Qui dit puissant, aux États-Unis, dit d’abord puissant financièrement. Les 150 ans de détention dont a écopé Bernard Madoff, le propriétaire d’un fonds d’investissement à l’origine de la plus gigantesque escroquerie financière de l’histoire, sont l’arbre qui cache la forêt. Jed Rakoff est aujourd’hui premier juge au tribunal du district sud de New York, le plus investi dans les affaires financières aux États-Unis puisque Wall Street en dépend. En 2011, il déclarait que, pour les magnats de la finance, la justice, « c’est pour la galerie ». Sur les quinze années précédentes, le juge avait noté que, sur 51 poursuites pour « fraude » lancées par la SEC (le contrôleur des marchés) contre des grandes institutions financières américaines, aucune n’avait abouti à un procès.

Le scénario, chaque fois, a été le même : la banque ou le fonds poursuivi récuse les accusations mais négocie une amende relativement mineure et déclare mettre fin à ses pratiques. Chaque fois, un juge valide la transaction. Et chaque fois… l’institution récidive. Le juge Rakoff dénonçait une connivence entre justice et banquiers. Et force est de constater qu’aucun banquier ne s’est retrouvé sur le banc d’un tribunal à l’issue de la crise des subprimes de 2008-2010. Les grandes institutions financières ont toutes négocié le versement d’amendes, toujours modestes comparées aux bénéfices engrangés auparavant. Quant aux banquiers poursuivis intuitu ­personae, le cas d’Angelo Mozilo est symptomatique. L’organisme de crédit immobilier Countrywide, qu’il avait fondé en 1984, fut celui qui spécula le plus sur les subprimes. Il fut aussi le premier à faire faillite. De l’été 2006 à l’été 2007, subodorant l’implosion de la bulle, Mozilo avait vendu pour 129 millions de dollars de ses propres subprimes pendant qu’il continuait à persuader ses clients d’en acquérir. Il versa une amende de 67,5 millions. En vingt-trois ans, il avait perçu 521,5 millions d’émoluments.
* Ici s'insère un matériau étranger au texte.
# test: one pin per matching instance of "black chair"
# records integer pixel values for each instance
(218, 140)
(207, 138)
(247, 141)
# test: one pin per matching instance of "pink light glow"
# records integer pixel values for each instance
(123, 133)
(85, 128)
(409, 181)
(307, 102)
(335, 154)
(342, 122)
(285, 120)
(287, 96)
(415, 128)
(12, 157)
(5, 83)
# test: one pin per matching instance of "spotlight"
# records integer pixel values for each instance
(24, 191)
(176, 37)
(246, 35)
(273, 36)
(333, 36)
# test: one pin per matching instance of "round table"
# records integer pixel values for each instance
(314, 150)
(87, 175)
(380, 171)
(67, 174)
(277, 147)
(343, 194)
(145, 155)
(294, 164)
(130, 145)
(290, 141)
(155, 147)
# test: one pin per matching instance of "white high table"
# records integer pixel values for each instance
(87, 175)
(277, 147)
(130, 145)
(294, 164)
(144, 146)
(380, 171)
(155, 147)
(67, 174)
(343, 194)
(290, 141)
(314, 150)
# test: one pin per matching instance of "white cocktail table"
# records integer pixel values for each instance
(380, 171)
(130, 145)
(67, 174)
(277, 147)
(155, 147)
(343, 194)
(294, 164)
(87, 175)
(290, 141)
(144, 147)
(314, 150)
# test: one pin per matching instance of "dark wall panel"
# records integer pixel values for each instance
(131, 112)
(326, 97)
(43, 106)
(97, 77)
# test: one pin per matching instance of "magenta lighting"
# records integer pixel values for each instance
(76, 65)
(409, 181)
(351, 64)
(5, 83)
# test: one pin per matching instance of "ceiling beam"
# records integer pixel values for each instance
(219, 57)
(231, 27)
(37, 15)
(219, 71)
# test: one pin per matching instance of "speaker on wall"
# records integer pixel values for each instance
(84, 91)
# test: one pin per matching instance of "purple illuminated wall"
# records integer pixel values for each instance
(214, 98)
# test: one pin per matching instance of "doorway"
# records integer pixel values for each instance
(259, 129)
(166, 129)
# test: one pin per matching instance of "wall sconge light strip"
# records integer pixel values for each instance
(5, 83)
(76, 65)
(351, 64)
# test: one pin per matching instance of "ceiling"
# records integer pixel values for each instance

Tous les grands financiers poursuivis ne s’en tirent pas aussi aisément. Michael Milken, l’inventeur des « obligations pourries », fut condamné à dix ans de prison en 1989 (il en fit moins de deux). Depuis, devenu un gourou de la « finance alternative », il est à la tête d’une fortune de 2,5 milliards de dollars. Rajat Gupta, longtemps PDG de McKinsey Consulting, membre entre autres des conseils d’administration de ­Goldman Sachs et de Procter & Gamble, fut reconnu coupable en 2012 de divers délits d’initié et condamné à deux ans de prison. Mais, dans l’ensemble, la transaction reste la norme dans les affaires financières.

Cette norme s’accompagne parfois d’une dose importante de pragmatisme. Dans l’affaire Madoff, le liquidateur, Irving Picard, et le procureur général de New York, Preet Bharara, ont privilégié une ambition : récupérer le maximum de fonds pour mieux rembourser les victimes plutôt que poursuivre les complices. Quelques-uns, comme Ezra Merkin, ex-directeur financier de General Motors, furent condamnés. Mais la plupart restituèrent une partie de leurs profits de l’escroquerie pour rester libres. Barbara Picower, veuve d’un magnat de l’immobilier très proche de Madoff, remboursa ainsi 7,2 milliards de dollars. Oui, oui : milliards. Son mari, sur les dix mois précédant la chute de Madoff, avait siphonné 12 milliards du fonds frauduleux. Quelle intuition ! À ce jeu, les victimes furent bénéficiaires, la justice moins. Car avec la multiplication de ces transactions, la dimension réelle du « système Madoff » n’a jamais été révélée publiquement.